What's Happening ? (part 2; Automatic Integration)

In the first part of this series (Baseline Correction) you discovered the map that iNMR creates internally to discriminate between peaks and baseline. The same map is also created to perform automatic integration (1D only). This time, however, you have no control on what's happening. If you are curious, iNMR sets the “moving average filter” to the number of points in the spectrum divided by 2048. This value may change in future. It's not critical, because you can obtain a similar, even stronger, effect with one of the provided sliders.

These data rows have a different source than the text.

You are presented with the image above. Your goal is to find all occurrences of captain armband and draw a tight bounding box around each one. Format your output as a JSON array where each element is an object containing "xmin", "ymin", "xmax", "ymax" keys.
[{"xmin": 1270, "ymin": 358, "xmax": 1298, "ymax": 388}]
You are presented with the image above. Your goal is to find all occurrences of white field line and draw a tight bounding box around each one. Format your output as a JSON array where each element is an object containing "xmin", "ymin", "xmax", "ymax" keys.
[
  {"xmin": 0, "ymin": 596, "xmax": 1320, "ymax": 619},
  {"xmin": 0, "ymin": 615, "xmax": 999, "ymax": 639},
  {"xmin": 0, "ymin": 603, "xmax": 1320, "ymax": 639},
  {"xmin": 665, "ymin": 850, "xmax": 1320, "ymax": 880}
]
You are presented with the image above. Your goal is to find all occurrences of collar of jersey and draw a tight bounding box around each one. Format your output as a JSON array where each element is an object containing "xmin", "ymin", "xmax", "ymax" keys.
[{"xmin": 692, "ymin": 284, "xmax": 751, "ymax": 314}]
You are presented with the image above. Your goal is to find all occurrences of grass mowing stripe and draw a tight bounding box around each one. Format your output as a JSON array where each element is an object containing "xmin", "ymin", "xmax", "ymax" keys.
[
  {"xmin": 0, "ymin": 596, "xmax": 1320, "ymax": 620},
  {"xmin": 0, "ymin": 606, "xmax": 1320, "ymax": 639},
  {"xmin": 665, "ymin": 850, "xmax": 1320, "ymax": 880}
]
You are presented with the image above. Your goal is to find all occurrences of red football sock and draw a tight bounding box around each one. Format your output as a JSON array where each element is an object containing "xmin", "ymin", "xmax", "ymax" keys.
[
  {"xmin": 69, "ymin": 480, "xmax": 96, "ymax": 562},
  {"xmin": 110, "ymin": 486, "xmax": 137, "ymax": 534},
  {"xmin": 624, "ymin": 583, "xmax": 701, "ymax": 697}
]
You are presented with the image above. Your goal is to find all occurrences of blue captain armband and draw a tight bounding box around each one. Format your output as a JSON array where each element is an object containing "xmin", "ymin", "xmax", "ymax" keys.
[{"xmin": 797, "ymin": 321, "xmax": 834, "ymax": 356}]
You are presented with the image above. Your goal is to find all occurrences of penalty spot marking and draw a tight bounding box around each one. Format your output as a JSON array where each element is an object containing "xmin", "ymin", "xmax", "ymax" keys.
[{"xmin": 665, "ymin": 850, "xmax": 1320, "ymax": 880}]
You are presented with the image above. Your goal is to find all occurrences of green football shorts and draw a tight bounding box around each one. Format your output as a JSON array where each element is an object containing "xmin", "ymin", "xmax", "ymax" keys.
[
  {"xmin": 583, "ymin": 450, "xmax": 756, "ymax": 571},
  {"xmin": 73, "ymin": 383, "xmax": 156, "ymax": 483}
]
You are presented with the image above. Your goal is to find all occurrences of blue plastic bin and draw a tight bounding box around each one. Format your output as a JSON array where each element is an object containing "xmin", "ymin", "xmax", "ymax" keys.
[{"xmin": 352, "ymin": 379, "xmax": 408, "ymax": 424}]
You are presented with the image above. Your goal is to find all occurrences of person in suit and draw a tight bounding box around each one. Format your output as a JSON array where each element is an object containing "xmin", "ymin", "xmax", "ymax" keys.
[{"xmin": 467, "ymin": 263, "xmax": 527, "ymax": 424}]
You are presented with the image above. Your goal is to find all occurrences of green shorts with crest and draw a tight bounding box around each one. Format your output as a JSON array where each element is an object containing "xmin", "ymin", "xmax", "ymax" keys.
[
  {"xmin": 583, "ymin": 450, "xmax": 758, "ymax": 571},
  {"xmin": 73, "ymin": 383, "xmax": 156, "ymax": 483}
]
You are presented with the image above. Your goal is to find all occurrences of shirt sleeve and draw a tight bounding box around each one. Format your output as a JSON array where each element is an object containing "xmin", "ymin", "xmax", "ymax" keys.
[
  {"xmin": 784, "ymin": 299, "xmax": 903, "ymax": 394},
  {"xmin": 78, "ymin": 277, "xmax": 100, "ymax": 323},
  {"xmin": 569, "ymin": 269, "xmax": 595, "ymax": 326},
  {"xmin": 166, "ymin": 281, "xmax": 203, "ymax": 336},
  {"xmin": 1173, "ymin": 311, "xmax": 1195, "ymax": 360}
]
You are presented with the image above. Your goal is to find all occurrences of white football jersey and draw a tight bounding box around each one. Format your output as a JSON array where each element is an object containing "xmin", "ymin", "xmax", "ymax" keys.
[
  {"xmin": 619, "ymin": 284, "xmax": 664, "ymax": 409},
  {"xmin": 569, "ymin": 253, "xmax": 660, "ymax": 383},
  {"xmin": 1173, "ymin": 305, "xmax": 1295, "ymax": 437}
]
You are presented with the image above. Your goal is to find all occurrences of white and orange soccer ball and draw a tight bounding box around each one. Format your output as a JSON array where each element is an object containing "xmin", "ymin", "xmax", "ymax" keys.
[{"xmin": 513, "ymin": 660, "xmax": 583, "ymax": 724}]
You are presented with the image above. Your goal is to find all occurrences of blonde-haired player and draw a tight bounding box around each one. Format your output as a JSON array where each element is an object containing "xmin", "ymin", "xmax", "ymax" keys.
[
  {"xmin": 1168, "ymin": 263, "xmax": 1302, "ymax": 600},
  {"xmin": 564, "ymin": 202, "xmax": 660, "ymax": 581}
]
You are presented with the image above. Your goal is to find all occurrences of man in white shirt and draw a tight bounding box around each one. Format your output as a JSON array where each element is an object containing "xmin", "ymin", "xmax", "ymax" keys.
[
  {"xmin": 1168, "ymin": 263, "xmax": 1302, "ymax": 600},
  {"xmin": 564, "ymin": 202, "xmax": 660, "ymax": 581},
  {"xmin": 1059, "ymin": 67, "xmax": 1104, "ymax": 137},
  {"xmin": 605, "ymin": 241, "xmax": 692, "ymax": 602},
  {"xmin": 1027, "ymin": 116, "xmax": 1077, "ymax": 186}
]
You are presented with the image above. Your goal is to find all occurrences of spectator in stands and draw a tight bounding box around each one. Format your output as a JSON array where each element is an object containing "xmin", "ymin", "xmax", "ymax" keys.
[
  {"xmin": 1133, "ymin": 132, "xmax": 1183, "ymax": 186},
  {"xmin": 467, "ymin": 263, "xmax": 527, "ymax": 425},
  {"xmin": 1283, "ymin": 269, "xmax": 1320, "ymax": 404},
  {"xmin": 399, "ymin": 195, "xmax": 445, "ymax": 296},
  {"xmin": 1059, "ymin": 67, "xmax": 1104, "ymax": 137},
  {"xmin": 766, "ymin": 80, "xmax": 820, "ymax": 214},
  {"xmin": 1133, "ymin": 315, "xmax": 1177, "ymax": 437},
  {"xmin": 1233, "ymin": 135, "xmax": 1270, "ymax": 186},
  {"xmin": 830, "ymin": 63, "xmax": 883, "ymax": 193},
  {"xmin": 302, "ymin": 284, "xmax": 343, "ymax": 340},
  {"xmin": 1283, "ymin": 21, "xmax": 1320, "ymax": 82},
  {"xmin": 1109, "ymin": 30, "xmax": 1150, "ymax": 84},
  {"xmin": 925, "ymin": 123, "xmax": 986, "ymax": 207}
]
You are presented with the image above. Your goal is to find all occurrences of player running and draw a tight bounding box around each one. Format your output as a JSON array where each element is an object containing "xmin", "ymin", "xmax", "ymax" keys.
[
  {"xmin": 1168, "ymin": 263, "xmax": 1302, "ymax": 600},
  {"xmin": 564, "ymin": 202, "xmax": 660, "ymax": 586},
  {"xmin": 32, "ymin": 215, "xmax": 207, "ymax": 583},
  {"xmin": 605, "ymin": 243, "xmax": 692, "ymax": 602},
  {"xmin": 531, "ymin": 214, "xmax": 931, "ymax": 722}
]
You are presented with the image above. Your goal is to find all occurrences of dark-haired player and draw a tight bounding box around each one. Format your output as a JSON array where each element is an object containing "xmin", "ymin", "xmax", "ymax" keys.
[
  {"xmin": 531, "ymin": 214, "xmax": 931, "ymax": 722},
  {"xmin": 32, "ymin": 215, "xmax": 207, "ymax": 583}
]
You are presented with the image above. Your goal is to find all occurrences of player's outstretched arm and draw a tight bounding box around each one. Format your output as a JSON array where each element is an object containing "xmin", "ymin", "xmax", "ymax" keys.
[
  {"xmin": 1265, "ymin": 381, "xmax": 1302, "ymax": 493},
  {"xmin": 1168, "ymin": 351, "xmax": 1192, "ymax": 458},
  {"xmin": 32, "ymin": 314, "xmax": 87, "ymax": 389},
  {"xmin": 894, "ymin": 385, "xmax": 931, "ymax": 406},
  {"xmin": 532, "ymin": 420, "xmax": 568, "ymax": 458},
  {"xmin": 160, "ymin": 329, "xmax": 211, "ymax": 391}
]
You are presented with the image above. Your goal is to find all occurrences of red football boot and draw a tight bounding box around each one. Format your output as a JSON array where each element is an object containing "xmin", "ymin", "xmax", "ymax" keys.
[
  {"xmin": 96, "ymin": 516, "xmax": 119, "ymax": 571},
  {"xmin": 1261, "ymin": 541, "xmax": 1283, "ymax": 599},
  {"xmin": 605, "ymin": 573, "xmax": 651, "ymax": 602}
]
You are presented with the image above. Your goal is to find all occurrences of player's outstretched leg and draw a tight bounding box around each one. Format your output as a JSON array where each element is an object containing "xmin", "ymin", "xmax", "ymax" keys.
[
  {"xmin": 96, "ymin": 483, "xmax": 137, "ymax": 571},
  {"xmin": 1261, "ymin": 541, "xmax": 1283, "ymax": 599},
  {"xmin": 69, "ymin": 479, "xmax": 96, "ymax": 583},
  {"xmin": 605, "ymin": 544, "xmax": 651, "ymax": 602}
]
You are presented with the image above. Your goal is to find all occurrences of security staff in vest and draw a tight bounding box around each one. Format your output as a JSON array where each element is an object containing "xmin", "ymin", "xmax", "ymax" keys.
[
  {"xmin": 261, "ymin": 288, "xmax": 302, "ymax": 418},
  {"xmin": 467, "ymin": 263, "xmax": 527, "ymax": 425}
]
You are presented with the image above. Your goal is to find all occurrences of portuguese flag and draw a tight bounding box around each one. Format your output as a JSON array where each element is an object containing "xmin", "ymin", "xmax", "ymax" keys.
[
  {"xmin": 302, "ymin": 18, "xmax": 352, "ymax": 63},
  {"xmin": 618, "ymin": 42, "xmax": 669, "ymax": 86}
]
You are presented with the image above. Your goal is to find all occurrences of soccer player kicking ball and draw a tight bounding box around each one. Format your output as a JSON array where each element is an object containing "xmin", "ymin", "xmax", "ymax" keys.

The dialog for Automatic Integration shows 3 of such sliders. They correspond to an identical number of filters, applied in this chronological order:

  1. minimal width;
  2. merging distance;
  3. maximum allowed ratio.

This is also the order of the controls, from top to bottom. A filter can eliminate one or more regions, but can't create new ones. If a region is filtered out by the first filter, it can't be brought back in life by the following ones. To disable all filters, move the top slider and the middle one to the far left and the bottom slider to the far right. You will see the famous "map" directly translated into integration regions.

the dialog

minimal width
This filter eliminates the narrower regions. The end of the run is at the value of 50 points. If the regions are large (more than 50 points), you will see no effect. You can press the key “n” to display the scale in this unit.
merging distance
Properly speaking, this is not a filter, because it modifies the regions, adding more space on both sides. If two regions enter in contact during the expansion, they are merged. This is the mechanism that makes this stage behave like a filter. This slider is the most important one and it always has an effect. The maximum space you can add is 0.1 ppm for each side of each integral.
maximum allowed ratio
This filter compares the values of the integrals and eliminates the smaller ones (the regions containing the lower peaks). The tallest peak is the reference. This phase also affects the normalization of integrals. For example, if you set the slider at the value=120, the integral label under the most intense integral will read exactly 120. Any integral that, in this normalized scale, is worth less than 1.0 is filtered out. Move the slider to the right and the weak integrals will come back into existence.

There is very little math behind this dialog! The most complicated part is not controllable and has already been performed by the time the dialog appears.